On a cru qu’il avait composé ce livre pour servir de thèmes et d’instructions au duc de Bourgogne, et aux autres enfants de France, dont il était précepteur, ainsi que Bossuet avait fait son Histoire universelle pour l’éducation de Monseigneur. Mais son neveu le marquis de Fénelon, héritier de la vertu de cet homme célèbre, et qui fut tué à la bataille de Rocou, a toujours assuré le contraire. En effet, il n’eût peut-être pas été convenable que les amours de Calypso et d’Eucharis eussent été les premières leçons qu’un prêtre eût données aux enfants de France.
Fénelon, plein de la lecture des anciens, et né avec une imagination vive et tendre, s’était fait un style qui n’était qu’à lui, et qui coulait de source avec abondance. On a dit que sur son manuscrit original il n’y avait pas dix ratures. Il le composa en trois mois, au milieu de ses malheureuses disputes sur le Quiétisme. On prétend qu’un domestique lui en déroba une copie qu’il fit imprimer : si cela est, l’archevêque de Cambrai dut à cette infidélité toute la réputation qu’il eut en Europe ; mais il lui dut aussi d’être perdu pour jamais à la cour. On crut voir dans Télémaque une critique indirecte du gouvernement de Louis&bsp;XIV. Sésostris, qui triomphait avec trop de faste ; Idoménée, qui établissait le luxe dans Salente, et qui oubliait le nécessaire, parurent des portraits du roi.

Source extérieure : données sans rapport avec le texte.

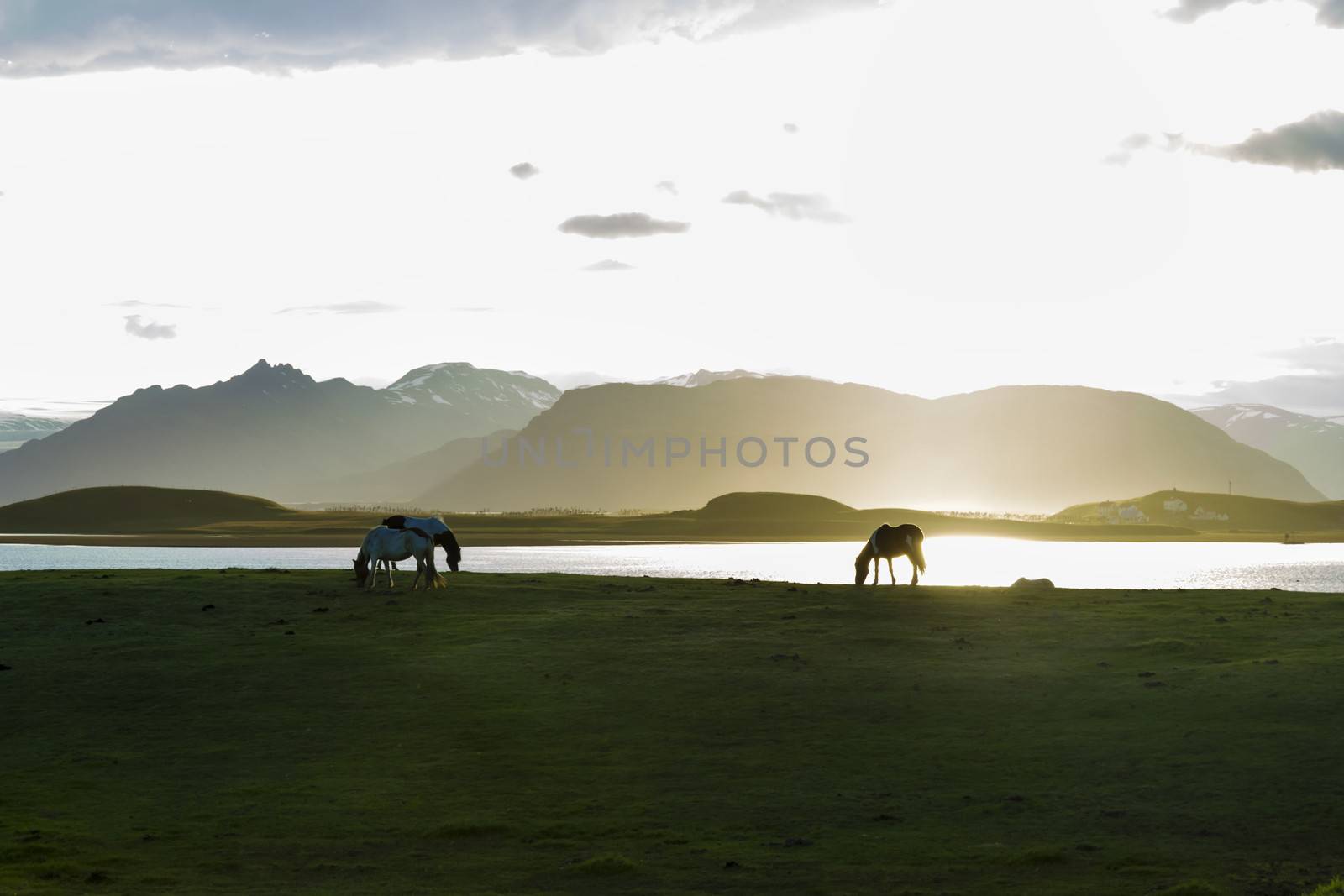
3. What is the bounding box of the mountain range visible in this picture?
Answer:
[0,360,559,504]
[421,376,1324,511]
[0,411,70,451]
[1191,405,1344,500]
[0,361,1322,511]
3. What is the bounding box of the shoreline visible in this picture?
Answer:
[0,528,1344,548]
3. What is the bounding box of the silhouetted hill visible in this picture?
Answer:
[0,361,559,501]
[0,485,293,532]
[1192,405,1344,500]
[419,378,1322,511]
[694,491,853,520]
[1051,490,1344,532]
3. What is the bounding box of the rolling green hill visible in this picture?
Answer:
[418,376,1324,513]
[1051,490,1344,532]
[0,569,1344,896]
[0,486,1344,547]
[0,485,293,532]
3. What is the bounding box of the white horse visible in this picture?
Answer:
[352,525,442,591]
[383,513,462,572]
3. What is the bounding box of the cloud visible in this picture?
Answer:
[723,190,849,224]
[103,298,191,307]
[0,0,879,76]
[559,211,690,239]
[1185,109,1344,172]
[276,301,401,314]
[123,314,177,340]
[1164,0,1344,29]
[1102,109,1344,173]
[1198,338,1344,417]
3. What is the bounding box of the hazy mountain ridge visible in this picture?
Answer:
[0,360,558,502]
[0,411,70,453]
[0,411,70,439]
[421,376,1324,511]
[641,367,771,388]
[1191,405,1344,500]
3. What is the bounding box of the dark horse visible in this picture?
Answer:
[383,513,462,572]
[853,522,925,584]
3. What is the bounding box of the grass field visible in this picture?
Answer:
[0,571,1344,896]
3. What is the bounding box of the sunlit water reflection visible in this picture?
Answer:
[0,537,1344,592]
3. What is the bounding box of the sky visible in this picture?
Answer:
[0,0,1344,414]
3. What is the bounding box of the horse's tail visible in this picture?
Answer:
[906,527,925,572]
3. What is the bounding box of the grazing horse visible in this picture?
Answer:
[354,525,441,591]
[383,513,462,572]
[853,522,925,585]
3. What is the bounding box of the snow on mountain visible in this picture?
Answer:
[383,363,560,411]
[1191,405,1344,500]
[641,367,769,388]
[0,411,70,438]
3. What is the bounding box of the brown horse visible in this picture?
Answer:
[853,522,925,585]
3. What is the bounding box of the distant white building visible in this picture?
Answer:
[1118,504,1147,522]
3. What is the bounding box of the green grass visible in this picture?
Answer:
[0,571,1344,896]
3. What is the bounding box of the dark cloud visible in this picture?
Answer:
[559,211,690,239]
[1185,110,1344,172]
[1192,338,1344,417]
[723,190,849,224]
[1102,109,1344,172]
[0,0,879,76]
[276,301,401,314]
[123,314,177,340]
[1165,0,1344,29]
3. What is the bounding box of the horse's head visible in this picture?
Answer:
[853,553,869,584]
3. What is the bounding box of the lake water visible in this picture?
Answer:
[0,536,1344,592]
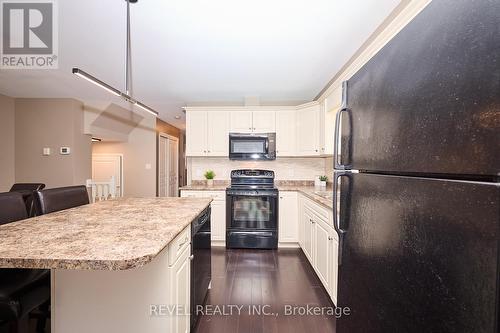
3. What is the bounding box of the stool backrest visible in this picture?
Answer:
[35,185,89,215]
[0,192,28,225]
[9,183,45,217]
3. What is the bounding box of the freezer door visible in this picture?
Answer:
[336,0,500,177]
[337,174,500,333]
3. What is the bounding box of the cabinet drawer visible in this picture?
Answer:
[168,225,191,265]
[304,197,333,223]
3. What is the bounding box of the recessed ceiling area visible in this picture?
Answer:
[0,0,401,128]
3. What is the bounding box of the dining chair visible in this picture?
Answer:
[0,192,50,332]
[9,183,45,217]
[34,185,90,215]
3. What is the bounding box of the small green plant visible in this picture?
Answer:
[205,170,215,179]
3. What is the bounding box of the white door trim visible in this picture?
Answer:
[156,132,179,196]
[92,153,125,197]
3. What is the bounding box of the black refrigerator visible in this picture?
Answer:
[334,0,500,333]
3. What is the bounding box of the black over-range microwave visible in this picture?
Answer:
[229,133,276,160]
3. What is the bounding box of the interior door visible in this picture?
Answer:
[158,134,179,197]
[335,173,500,333]
[92,154,123,197]
[168,138,179,197]
[342,0,500,178]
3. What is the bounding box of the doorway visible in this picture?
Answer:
[158,133,179,197]
[92,154,124,197]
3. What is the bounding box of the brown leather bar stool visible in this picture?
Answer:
[34,185,90,215]
[0,192,50,332]
[9,183,45,217]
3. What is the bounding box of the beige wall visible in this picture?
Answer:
[188,157,327,180]
[92,109,156,197]
[15,98,91,188]
[0,95,15,192]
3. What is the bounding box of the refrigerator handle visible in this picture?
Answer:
[333,171,352,266]
[333,81,352,170]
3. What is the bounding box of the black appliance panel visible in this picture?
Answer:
[191,207,212,331]
[226,190,278,230]
[336,0,500,179]
[229,133,276,160]
[336,173,500,333]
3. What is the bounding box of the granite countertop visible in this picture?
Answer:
[180,181,333,210]
[0,198,212,270]
[278,185,333,210]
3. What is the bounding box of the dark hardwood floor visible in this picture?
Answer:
[196,248,335,333]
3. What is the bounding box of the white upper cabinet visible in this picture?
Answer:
[252,111,276,133]
[231,111,276,133]
[207,111,230,156]
[276,110,297,157]
[186,111,207,156]
[186,111,230,157]
[231,111,253,133]
[297,105,321,156]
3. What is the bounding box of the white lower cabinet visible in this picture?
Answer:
[299,195,339,304]
[278,192,299,244]
[181,190,226,242]
[170,246,191,333]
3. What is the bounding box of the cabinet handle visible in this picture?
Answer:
[179,237,188,247]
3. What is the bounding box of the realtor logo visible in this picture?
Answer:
[0,0,58,69]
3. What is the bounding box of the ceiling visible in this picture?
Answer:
[0,0,400,128]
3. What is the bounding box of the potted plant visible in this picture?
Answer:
[205,170,215,186]
[319,176,328,187]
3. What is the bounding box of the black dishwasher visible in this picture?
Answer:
[191,207,212,332]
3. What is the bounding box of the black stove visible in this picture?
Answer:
[226,170,279,249]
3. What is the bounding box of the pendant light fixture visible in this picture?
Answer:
[72,0,158,117]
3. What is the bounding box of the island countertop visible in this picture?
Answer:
[0,198,212,270]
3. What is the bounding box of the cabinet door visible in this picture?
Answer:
[313,216,333,290]
[207,111,230,157]
[170,246,191,333]
[210,200,226,241]
[302,207,314,266]
[276,110,297,156]
[231,111,253,133]
[253,111,276,133]
[297,106,321,156]
[278,192,299,243]
[186,111,207,156]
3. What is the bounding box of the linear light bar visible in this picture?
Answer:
[72,67,158,117]
[73,68,121,96]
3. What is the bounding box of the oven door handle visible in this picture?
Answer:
[226,193,278,198]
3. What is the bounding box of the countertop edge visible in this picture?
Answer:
[0,198,213,271]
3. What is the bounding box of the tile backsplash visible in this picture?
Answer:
[187,157,330,182]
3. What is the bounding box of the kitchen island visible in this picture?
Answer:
[0,198,212,333]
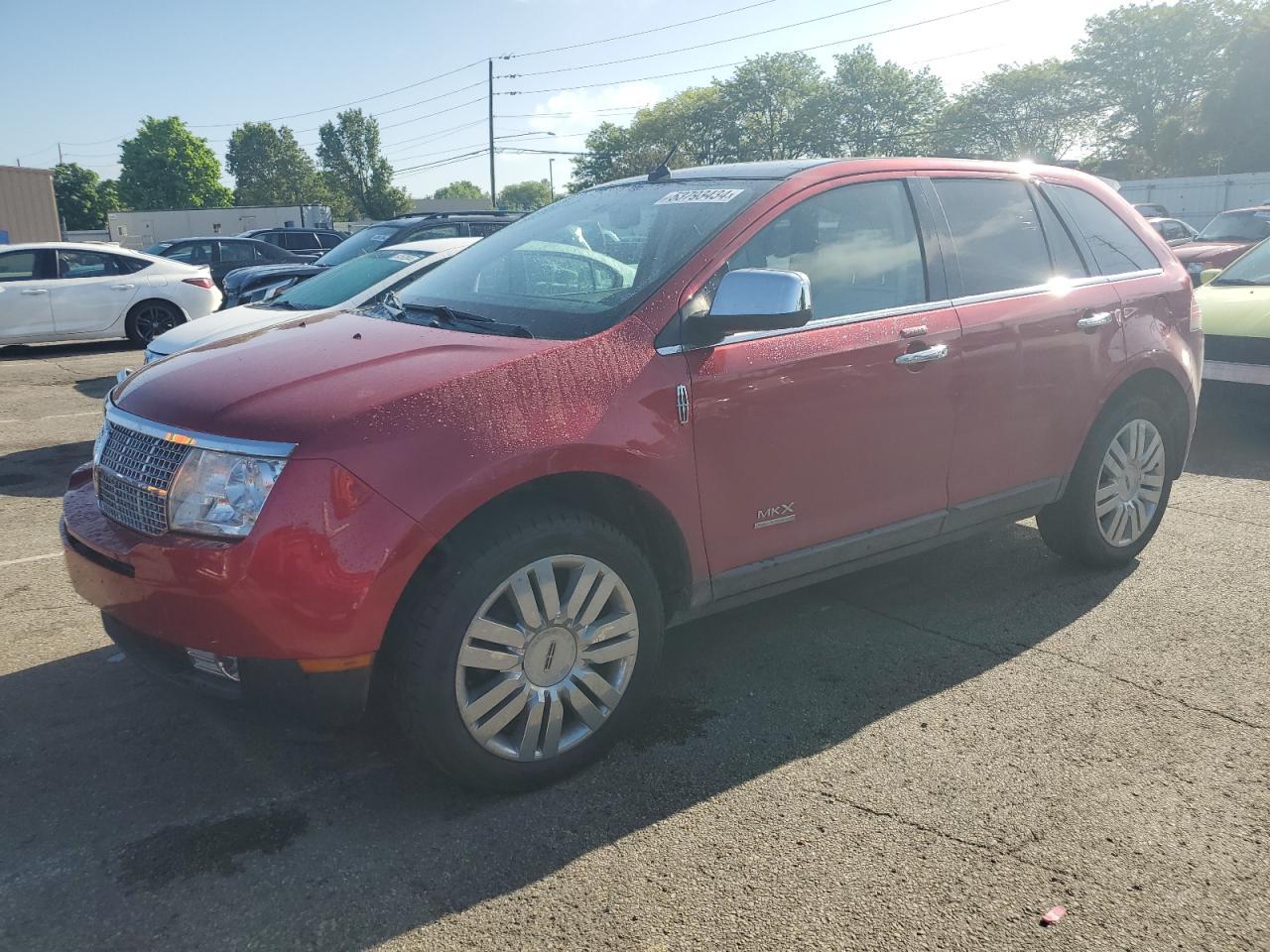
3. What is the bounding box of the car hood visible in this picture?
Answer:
[1195,285,1270,337]
[225,262,325,289]
[1174,241,1256,264]
[146,304,321,357]
[110,311,569,457]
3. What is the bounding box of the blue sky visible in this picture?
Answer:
[0,0,1120,196]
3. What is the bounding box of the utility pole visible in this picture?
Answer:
[489,59,498,210]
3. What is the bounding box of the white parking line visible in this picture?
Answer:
[0,552,63,568]
[0,410,101,422]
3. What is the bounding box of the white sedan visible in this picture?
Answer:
[146,237,480,363]
[0,241,221,345]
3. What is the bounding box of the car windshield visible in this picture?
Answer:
[393,178,776,340]
[260,249,432,311]
[1199,212,1270,241]
[315,225,399,267]
[1212,239,1270,285]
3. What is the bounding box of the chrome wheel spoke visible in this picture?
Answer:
[454,554,639,762]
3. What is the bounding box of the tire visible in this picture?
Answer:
[123,300,186,346]
[1036,398,1181,567]
[386,509,663,792]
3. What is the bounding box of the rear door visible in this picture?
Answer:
[0,249,55,341]
[50,249,140,336]
[930,173,1124,518]
[687,173,958,588]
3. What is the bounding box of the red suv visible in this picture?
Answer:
[64,159,1203,788]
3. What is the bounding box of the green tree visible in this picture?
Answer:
[933,60,1092,163]
[715,54,833,162]
[118,115,234,209]
[432,178,489,202]
[1074,0,1244,176]
[318,109,410,218]
[498,178,553,212]
[826,46,944,156]
[225,122,326,204]
[54,163,119,231]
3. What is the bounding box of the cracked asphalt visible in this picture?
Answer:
[0,344,1270,952]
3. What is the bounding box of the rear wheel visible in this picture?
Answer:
[1036,399,1178,566]
[389,511,663,789]
[123,300,186,346]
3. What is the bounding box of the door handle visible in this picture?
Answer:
[1076,311,1115,330]
[895,344,949,367]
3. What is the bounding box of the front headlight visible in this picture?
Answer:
[168,449,287,536]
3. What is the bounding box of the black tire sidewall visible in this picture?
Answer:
[391,512,663,790]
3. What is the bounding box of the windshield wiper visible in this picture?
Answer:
[398,304,534,337]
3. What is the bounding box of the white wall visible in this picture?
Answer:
[1120,172,1270,228]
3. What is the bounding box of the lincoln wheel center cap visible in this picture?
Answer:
[525,629,577,688]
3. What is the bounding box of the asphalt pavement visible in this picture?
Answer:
[0,343,1270,952]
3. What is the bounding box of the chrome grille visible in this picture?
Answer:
[96,422,190,536]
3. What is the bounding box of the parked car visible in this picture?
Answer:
[239,228,348,262]
[146,237,304,290]
[64,159,1203,789]
[1195,239,1270,386]
[225,212,523,307]
[1175,204,1270,285]
[146,239,480,363]
[1147,218,1199,248]
[0,241,221,344]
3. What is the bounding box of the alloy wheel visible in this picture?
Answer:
[1093,418,1165,548]
[454,554,639,762]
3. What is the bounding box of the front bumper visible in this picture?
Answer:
[63,459,431,720]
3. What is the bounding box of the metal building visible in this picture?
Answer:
[0,165,61,244]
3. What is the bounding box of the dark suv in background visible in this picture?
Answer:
[239,228,348,262]
[222,210,523,307]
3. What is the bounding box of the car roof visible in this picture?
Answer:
[377,237,480,255]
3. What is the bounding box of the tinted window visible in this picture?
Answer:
[727,181,927,320]
[935,178,1053,295]
[0,251,36,281]
[1053,185,1160,274]
[58,251,119,278]
[221,241,255,266]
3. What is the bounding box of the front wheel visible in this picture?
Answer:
[1036,399,1180,566]
[389,511,663,789]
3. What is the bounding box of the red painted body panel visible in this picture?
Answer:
[64,159,1199,680]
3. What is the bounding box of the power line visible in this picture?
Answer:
[498,0,776,60]
[496,0,895,78]
[498,0,1015,96]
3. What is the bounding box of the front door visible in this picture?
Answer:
[933,176,1124,515]
[50,250,137,336]
[689,178,960,598]
[0,249,54,341]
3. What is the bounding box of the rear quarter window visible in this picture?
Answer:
[1049,185,1160,274]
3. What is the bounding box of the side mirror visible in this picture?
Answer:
[684,268,812,346]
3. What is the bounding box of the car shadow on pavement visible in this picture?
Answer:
[0,440,92,499]
[1187,381,1270,480]
[0,523,1133,949]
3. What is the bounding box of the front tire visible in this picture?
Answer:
[123,300,186,346]
[387,511,663,790]
[1036,398,1181,567]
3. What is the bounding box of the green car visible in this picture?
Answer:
[1195,239,1270,386]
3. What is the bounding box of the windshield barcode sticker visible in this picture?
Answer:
[653,187,745,204]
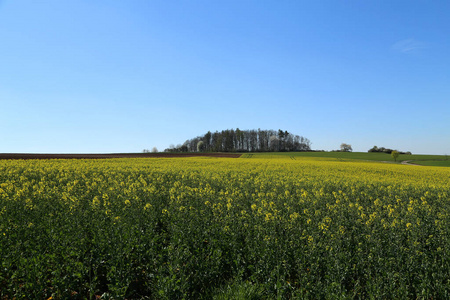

Le marquis de Louvois sembloit, aux yeux des mécontents, représenté sous le nom de Protésilas, vain, dur, hautain, ennemi des grands capitaines qui servaient l’Etat et non le ministre.
Les alliés qui, dans la guerre de 1688, s’unirent contre Louis XIV, qui depuis ébranlèrent son trône, dans la guerre de 1701, se firent une joie de le reconnaître dans ce même Idoménée, dont la hauteur révolte tous ses voisins. Ces allusions firent des impressions profondes, à la faveur de ce style harmonieux, qui insinue d’une manière si tendre la modération et la concorde. Les étrangers et les Français même, lassés de tant de guerres, virent avec une consolation maligne, une satire dans un livre fait pour enseigner la vertu. Les éditions en furent innombrables : il s’en fit quatorze en langue anglaise.
Fénelon a laissé un grand nombre d’autres ouvrages, dont plusieurs sont estimés de tous les gens de goût : 1° Dialogue sur l’Éloquence en général, et sur celle de la chaire en particulier, avec une lettre sur la rhétorique et la poésie ; la lettre est adressée à l’Académie française. Fénelon avait été reçu dans cette compagnie en 1693 à la place de Pelisson. 2° Dialogue des Morts : ces dialogues, comparables à ceux de Lucien, sont écrits avec moins de recherche d’esprit que ceux de Fontenelle. 3° Direction pour la conscience d’un roi. Cet ouvrage a été composé pour le duc de Bourgogne. C’est, dit La Harpe, l’abrégé de la sagesse et le catéchisme des princes. 4° Abrégé des Vies des anciens philosophes : autre fruit de l’éducation du duc de Bourgogne. 5° Démonstration de l’Existence de Dieu par les merveilles de la nature. 6° Des Œuvres spirituelles ; des Sermons ; plusieurs Ecrits théologiques et des Lettres.
Ramsay, disciple de l’archevêque de Cambrai , a publié la vie de son illustre maître. De Beausset, ancien évêque d’Alais, membre du chapitre impérial de Saint-Denis, en a donné une nouvelle en 1808, composée sur les manuscrits originaux. Louis XVI a fait faire en marbre la statue de l’auteur du Télémaque.